Piriac - Maison du Patrimoine : Contez-nous Piriac, messieurs les artistes
La Maison du patrimoine de Piriac présente une exposition sur les traces qu'ont laissé de nombreux artistes et écrivains de leur passage.À partir du XVIIIe siècle, un grand nombre d'historiens, de géographes, d'économistes ou d'écrivains ont entrepris le trajet jusqu'à Piriac.
Pour accompagner cette exposition, la Maison du patrimoine a édité un livre, Contez-nous Piriac Messieurs les Écrivains, qui reprend les nombreuses citations de ces personnalités relatant leur séjour dans la cité. La visite guidée permet justement de faire ressortir le réseau qui existait entre certains de ces artistes.
Les écrivains Daudet, Zola, Flaubert, Alphonse et Robert de Chateaubriand entre autres, le musicien Pablo Casal, le sculpteur Paul Belmondeau, les peintres dont Constant Lebreton, tous ont été marqués par leur séjour à Piriac.
Maison du patrimoine dePiriac, 3, place Henri-Vignoboul, 02 40 15 59 71. Ouvert tous les jours de 15 h à 19 h.
Ouverture d'avril à Juin et septembre : les samedis, dimanches et jours fériés de 15h à 18h.
En juillet et août : tous les jours de 15h à 19h, les jeudis et vendredis matins de 10h à 12h et nocturnes les jeudis de 21h à 23h.
Article paru in Ouest-France, janvier 2011 : Piriac, station touristique prisée des écrivains
De l'époque des bains de mer à la station touristique, Piriac-sur-Mer a séduit de nombreux auteurs.

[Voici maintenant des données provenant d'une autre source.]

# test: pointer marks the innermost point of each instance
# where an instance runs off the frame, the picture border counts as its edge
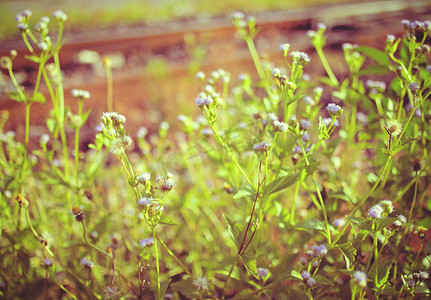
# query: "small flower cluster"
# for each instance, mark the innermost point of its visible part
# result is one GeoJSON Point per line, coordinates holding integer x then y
{"type": "Point", "coordinates": [309, 281]}
{"type": "Point", "coordinates": [380, 210]}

Cette station du bout du monde a encore beaucoup d'histoires à raconter.
"On ne peut vraiment rien trouver de plus délicieux, de plus retiré, que ce petit village perdu au milieu des rochers, intéressant par son double côté marin et pastoral". C'est ainsi qu'Alphonse Daudet décrivait Piriac, qu'il découvrit lors de ses séjours en 1874 et 1875, où il logeait à l'Hôtel des Bains, aujourd'hui La Vigie.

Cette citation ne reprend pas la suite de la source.